Recently, his success story has piqued the interest of new producers wanting to enter the hemp force. So he decided to teach — initially in his hometown of Albany — the ins and outs to starting and sustaining a hemp operation.
Rowe is offering a one-day crash course, “How to grow hemp in South Georgia.” The social distancing and mask session takes place from 11 a.m.-1 p.m. on Jan. 9 at the Hilton Garden Inn in Albany.
Seating is limited due to COVID-19.
“I want farmers to understand what it really takes to become a successful hemp farmer in the South,” Rowe, owner of Rowe Organic Farms in Albany, said. “Conditions here aren’t always ideal. There are important steps you must take, though, before you even step on your land.”

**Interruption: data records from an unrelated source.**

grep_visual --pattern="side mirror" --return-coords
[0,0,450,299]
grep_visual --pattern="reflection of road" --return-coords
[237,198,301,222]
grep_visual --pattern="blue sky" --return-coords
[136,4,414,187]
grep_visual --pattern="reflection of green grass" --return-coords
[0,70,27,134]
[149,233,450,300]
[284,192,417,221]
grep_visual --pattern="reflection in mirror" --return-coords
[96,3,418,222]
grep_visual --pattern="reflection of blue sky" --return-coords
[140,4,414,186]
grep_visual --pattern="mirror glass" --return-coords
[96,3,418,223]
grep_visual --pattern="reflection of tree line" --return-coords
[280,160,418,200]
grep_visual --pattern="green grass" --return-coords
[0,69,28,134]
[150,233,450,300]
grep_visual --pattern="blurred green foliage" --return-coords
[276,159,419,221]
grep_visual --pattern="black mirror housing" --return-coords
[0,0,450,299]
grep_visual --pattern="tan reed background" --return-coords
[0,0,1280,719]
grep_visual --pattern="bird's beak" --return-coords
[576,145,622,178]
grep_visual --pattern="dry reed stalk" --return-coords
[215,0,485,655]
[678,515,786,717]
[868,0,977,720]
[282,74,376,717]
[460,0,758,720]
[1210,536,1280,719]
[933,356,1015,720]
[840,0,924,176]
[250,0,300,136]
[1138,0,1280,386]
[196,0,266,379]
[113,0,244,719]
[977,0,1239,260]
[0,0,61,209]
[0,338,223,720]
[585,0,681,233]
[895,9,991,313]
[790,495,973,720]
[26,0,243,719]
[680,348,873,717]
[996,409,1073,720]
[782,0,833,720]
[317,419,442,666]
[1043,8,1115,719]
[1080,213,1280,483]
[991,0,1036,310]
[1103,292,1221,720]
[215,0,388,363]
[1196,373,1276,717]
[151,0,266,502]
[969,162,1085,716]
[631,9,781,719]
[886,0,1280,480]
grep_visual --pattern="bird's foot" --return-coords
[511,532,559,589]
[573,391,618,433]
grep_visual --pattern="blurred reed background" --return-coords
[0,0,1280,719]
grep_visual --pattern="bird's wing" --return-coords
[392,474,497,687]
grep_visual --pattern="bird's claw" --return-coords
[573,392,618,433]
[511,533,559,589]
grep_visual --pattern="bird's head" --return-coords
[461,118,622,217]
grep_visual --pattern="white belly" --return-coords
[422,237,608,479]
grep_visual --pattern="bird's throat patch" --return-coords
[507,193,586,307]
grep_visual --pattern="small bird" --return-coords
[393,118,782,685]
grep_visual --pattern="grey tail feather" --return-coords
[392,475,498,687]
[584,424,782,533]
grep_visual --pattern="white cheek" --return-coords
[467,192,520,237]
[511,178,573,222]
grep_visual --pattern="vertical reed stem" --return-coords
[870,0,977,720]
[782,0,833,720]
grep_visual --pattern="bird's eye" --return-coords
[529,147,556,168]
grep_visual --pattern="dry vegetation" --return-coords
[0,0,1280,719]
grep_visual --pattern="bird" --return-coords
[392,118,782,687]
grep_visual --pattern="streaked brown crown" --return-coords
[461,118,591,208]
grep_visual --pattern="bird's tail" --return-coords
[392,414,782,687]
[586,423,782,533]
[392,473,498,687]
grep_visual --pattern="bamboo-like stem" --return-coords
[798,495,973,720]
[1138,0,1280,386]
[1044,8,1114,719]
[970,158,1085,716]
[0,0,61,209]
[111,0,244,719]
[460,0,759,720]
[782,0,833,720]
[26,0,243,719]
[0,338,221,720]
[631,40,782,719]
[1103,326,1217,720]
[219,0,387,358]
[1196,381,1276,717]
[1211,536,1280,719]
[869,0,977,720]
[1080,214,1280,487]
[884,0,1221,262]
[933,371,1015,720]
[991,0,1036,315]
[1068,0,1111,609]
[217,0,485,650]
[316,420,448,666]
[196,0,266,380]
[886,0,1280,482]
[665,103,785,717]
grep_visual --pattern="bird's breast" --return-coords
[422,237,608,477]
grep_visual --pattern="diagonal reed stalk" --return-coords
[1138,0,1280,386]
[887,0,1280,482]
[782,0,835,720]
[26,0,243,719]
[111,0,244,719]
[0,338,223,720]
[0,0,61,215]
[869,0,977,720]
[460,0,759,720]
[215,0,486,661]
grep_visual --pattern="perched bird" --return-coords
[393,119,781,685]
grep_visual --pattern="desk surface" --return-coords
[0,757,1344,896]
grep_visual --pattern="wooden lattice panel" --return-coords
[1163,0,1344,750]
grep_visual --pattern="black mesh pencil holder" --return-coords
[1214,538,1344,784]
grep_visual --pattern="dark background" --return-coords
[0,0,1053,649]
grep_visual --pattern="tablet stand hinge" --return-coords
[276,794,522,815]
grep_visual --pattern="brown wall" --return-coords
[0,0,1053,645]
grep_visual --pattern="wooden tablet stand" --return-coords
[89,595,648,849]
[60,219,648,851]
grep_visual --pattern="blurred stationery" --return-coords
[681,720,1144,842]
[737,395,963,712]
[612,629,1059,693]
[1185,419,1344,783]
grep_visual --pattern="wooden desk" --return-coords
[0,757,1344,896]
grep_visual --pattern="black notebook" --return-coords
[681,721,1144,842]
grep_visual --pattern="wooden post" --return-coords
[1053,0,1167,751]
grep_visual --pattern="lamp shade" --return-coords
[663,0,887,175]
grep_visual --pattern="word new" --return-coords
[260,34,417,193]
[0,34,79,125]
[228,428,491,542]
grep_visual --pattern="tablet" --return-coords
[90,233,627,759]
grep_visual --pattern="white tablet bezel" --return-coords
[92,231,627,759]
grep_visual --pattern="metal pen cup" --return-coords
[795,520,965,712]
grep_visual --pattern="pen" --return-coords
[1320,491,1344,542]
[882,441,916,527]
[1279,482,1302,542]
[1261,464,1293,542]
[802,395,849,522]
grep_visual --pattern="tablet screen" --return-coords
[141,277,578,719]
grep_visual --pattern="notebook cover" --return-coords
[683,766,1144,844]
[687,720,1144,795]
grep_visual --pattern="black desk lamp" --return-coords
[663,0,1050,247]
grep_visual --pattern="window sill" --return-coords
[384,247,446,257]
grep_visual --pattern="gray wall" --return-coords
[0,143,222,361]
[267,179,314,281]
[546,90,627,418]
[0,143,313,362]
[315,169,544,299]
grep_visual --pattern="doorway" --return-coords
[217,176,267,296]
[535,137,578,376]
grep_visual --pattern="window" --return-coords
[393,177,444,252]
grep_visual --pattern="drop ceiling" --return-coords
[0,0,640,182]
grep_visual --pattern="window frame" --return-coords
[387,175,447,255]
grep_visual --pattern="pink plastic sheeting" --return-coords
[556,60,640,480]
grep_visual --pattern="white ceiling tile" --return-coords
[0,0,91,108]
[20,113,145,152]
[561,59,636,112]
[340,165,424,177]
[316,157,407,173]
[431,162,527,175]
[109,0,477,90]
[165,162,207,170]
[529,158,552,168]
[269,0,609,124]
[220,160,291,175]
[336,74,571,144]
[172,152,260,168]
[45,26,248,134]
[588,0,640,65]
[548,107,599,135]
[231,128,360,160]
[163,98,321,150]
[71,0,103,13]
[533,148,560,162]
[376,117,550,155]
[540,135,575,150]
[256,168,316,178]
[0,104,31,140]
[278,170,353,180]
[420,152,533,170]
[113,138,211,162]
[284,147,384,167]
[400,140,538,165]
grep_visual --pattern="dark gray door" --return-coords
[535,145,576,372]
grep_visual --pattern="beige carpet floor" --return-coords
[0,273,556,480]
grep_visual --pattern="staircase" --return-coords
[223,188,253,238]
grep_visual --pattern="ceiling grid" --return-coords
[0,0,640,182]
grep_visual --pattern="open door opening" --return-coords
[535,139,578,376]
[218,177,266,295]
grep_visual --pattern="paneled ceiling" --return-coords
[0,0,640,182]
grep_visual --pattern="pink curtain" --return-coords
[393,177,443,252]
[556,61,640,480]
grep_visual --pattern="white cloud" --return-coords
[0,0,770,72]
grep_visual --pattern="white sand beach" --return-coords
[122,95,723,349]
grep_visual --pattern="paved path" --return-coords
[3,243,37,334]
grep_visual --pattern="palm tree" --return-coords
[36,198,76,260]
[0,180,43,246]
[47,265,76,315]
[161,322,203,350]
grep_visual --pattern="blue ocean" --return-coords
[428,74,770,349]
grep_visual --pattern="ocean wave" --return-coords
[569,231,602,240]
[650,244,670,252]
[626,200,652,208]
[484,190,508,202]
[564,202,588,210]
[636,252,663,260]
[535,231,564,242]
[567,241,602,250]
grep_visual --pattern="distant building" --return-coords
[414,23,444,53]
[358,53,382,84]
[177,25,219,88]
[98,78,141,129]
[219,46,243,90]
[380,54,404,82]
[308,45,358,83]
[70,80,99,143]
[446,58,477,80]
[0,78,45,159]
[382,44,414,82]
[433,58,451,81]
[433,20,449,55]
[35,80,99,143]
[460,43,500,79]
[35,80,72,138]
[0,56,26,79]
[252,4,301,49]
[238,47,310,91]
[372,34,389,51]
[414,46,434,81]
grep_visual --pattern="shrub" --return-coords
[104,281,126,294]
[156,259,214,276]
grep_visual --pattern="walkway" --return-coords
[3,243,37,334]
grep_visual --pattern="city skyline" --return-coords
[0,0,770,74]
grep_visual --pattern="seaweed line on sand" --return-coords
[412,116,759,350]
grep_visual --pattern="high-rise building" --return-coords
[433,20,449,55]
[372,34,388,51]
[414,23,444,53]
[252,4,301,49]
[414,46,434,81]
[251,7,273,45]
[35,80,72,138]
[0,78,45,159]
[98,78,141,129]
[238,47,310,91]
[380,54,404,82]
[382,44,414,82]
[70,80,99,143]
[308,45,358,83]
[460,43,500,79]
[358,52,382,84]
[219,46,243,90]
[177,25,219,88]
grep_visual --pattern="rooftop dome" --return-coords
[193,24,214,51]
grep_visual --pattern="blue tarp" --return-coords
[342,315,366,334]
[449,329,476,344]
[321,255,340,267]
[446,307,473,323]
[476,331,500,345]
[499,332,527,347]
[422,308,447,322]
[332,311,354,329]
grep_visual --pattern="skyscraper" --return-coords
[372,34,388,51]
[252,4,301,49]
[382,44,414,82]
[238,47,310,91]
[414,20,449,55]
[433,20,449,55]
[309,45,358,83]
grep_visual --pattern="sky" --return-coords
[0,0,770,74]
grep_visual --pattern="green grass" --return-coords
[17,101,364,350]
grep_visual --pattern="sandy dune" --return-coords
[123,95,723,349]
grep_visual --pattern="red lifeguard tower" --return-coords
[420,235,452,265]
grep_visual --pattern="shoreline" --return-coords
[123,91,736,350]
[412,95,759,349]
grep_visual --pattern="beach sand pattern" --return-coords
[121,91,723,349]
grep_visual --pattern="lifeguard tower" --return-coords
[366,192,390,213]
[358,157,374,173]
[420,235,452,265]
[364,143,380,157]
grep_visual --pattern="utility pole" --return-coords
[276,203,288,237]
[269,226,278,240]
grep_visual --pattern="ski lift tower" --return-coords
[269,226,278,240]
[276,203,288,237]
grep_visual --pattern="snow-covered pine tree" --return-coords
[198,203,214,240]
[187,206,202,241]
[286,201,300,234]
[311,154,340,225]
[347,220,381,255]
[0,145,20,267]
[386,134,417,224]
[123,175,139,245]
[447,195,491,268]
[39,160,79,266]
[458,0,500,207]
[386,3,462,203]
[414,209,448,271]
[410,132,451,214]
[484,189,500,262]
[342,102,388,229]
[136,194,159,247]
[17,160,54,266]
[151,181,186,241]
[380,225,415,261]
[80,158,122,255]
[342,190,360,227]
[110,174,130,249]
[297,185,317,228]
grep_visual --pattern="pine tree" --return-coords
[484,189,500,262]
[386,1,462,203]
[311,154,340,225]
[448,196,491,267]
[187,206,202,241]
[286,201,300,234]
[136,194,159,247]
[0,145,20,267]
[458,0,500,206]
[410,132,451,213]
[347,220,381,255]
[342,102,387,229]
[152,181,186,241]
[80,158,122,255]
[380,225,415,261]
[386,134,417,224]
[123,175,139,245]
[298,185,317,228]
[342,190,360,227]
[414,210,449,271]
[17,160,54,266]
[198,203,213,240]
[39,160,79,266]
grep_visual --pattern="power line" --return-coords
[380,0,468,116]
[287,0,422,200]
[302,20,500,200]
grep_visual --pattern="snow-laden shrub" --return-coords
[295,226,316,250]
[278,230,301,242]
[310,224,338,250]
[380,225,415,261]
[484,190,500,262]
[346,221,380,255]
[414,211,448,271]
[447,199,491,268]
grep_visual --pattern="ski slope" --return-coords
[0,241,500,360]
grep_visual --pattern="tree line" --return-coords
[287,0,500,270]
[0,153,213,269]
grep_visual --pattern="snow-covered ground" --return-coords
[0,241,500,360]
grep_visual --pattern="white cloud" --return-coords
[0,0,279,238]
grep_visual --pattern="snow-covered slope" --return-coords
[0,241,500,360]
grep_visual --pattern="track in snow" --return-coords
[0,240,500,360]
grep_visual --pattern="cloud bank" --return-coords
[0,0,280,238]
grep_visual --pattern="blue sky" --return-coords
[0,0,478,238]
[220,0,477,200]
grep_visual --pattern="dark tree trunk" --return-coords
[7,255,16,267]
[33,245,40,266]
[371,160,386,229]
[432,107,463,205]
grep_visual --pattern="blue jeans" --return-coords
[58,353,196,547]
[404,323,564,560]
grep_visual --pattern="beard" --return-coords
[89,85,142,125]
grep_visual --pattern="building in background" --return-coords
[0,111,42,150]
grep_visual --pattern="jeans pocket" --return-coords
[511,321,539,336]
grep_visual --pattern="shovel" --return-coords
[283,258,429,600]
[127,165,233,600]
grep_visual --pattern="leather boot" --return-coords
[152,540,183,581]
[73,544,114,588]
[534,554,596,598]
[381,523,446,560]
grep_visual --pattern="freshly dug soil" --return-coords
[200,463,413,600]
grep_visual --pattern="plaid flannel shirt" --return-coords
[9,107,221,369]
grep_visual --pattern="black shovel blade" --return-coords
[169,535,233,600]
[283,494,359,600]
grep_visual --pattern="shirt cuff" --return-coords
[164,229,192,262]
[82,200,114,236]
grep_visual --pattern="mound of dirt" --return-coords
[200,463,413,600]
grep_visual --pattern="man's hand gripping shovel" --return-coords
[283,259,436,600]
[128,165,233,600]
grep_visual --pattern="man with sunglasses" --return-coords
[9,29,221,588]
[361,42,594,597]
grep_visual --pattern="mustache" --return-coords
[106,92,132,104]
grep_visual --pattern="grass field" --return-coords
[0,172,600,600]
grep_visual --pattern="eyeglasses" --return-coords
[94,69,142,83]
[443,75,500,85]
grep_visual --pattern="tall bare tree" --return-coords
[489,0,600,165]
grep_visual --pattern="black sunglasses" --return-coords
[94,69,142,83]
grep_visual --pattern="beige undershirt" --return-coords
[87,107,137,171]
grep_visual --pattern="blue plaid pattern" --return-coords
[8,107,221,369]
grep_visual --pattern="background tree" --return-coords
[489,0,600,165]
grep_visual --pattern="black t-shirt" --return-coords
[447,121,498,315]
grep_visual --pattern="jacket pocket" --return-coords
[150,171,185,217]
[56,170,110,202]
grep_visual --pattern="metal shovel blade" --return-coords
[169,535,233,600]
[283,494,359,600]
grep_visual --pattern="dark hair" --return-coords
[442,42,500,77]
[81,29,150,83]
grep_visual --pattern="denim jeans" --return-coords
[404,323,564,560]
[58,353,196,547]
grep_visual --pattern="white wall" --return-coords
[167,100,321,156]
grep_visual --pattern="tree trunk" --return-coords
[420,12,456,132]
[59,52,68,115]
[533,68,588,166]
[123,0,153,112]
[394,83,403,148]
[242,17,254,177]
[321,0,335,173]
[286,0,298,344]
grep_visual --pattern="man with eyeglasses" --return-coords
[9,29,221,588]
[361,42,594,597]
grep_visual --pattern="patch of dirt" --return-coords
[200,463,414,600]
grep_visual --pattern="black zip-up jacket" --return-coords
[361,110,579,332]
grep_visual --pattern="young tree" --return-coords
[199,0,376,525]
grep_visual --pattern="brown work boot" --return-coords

In partnership with USDA’s Southern SARE and USDA grant project Black Farmers’ Network, the course will discuss the processes and procedures to establishing a hemp enterprise.
Local guest speakers joining Rowe are Albert Etheridge, co-founder/COO of local processor Pretoria Fields, and Lewis Rickerson, another licensed hemp grower.
Black Farmers’ Network is a platform for rural, African-American farmers to share stories, products and services in a now digital-driven economy. In an effort to change the narrative of Rural America, the network also documents the agribusiness successes of these first-year to centennial farmers — farmers who have had to confront a discriminating history for centuries in America’s Black Belt Region. BFN formed to not only report on these experiences but provide 21st-century marketing and branding strategies to help their rural enterprises grow and sustain online.